John Wilson, 80, who campaigned to improve the lives of disabled people around the world and founded the organization that became Sightsavers International, died at his home in Brighton, England, on Nov. 24. The cause of death was not disclosed.
Mr. Wilson was only 12 when a glass test tube exploded in his face in a school lab, leaving him permanently blinded. In 1946, the British government sent him on a fact-finding mission to conduct a survey of blindness in Britain's overseas territories. The trip changed his life. With his wife, he discovered a community in Ghana plagued by blindness. The couple dubbed the disease "river blindness" and began international campaigns to eradicate it, leading to a massive drop in cases.
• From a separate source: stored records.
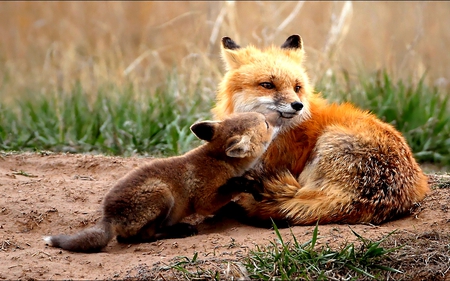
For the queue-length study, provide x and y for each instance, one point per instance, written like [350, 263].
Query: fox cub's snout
[149, 202]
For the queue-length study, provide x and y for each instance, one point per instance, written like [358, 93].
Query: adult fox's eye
[267, 85]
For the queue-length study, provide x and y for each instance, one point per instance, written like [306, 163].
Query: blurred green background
[129, 78]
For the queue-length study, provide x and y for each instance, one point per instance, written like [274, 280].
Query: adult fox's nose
[297, 106]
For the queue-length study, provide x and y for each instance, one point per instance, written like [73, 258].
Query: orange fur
[330, 162]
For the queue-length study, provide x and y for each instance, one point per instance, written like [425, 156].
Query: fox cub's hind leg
[141, 220]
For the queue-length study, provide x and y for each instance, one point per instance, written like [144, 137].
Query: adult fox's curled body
[330, 162]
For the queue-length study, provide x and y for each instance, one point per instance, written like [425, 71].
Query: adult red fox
[330, 163]
[149, 202]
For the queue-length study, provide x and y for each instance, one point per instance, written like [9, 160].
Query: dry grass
[51, 45]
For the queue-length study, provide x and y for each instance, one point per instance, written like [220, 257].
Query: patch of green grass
[295, 261]
[421, 113]
[125, 121]
[116, 122]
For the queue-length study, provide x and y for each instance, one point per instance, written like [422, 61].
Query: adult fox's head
[264, 80]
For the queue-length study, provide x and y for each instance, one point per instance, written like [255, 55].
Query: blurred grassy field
[112, 76]
[47, 45]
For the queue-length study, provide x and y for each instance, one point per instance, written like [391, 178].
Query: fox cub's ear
[229, 53]
[293, 42]
[205, 130]
[238, 146]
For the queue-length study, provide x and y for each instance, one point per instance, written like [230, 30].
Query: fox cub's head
[241, 135]
[264, 80]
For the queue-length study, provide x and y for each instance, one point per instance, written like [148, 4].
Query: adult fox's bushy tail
[92, 239]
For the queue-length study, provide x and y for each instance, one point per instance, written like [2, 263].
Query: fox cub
[147, 203]
[330, 163]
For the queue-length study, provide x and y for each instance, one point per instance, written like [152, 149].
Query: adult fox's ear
[293, 47]
[229, 53]
[293, 42]
[238, 146]
[205, 130]
[228, 43]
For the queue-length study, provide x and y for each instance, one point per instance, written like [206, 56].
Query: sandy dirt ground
[44, 193]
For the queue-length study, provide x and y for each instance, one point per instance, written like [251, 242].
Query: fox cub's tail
[89, 240]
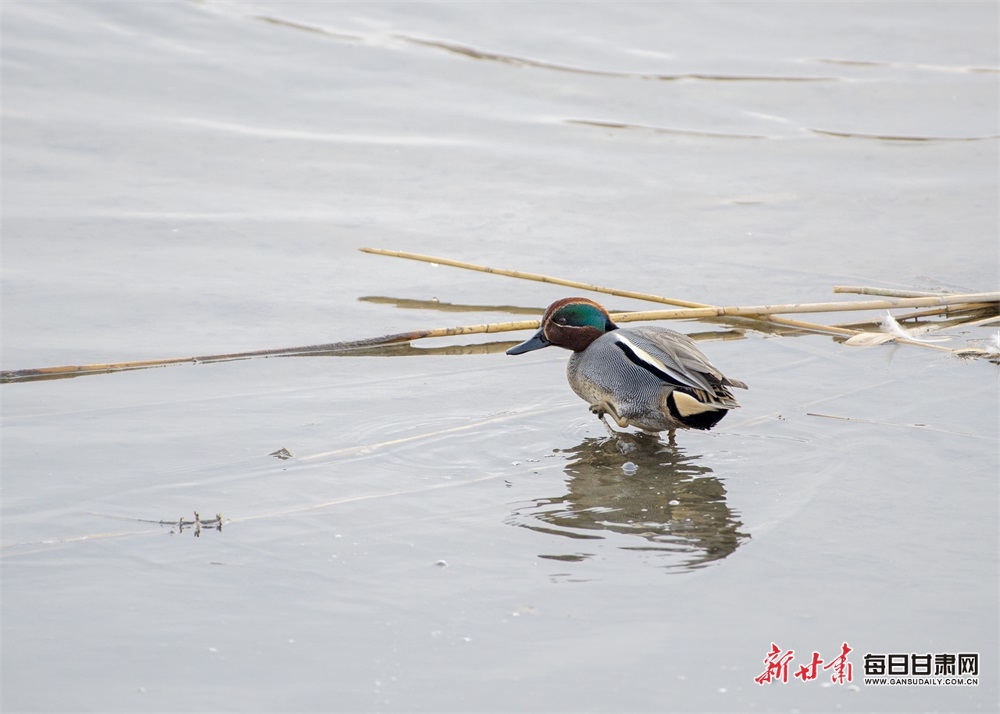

In 1950, Mr. Wilson created the Royal Commonwealth Society for the Blind, now known as Sightsavers International, to help the blind in countries around the world. As head of the charity, he distributed Braille study packs, brought ophthalmic surgeons to remote regions in India and Pakistan and helped save the sight of thousands of babies in Bangladesh in 1972 by distributing Vitamin A tablets to prevent blindness from malnutrition. He also established the International Agency for the Prevention of Blindness and the international charity Impact.
Bethel Leslie, 70, a Tony-nominated actress in theater, films and television shows such as "Gunsmoke," died Nov. 28 of cancer, the Associated Press reported in New York.
Ms. Leslie was a 15-year-old student when she was discovered by producer George Abbott, who cast her as the girl next door in the 1944 Broadway production of the comedy "Snafu." She appeared in 10 Broadway plays before she was 25 and acted alongside Fredric March, Sam Wanamaker and Helen Hayes, among others. In 1955, she played the conflicted daughter of a Bible-wielding preacher in "Inherit the Wind." The show earned her strong reviews and a ticket to Hollywood, where she appeared on "Gunsmoke," "Perry Mason" and "The Fugitive."
Ms. Leslie's first film was 1964's "Captain Newman, M.D.," in which she played the wife of a traumatized Air Force pilot, played by Robert Duvall. In 1986, she was nominated for a Tony for her work as the morphine-addicted mother in Eugene O'Neill's "Long Day's Journey Into Night."
John Berry, 82, the American filmmaker who was blacklisted in the 1950s after making a documentary in support of the "Hollywood Ten," died Nov. 29 in Paris after a bout with pleurisy.
Mr. Berry left the United States for France after making "The Hollywood Ten," a documentary supporting American directors accused of being members of the Communist Party. Embraced by the French film establishment, he made several commercial successes, including "Ca Va Barder" ("Things are Going to Get Tough") starring Eddie Constantine. He also worked in London as a theater director.
He returned to the United States in 1974 to make the movie "Claudine." Other hits included "Thieves" and "The Bad News Bears Go to Japan" in 1978.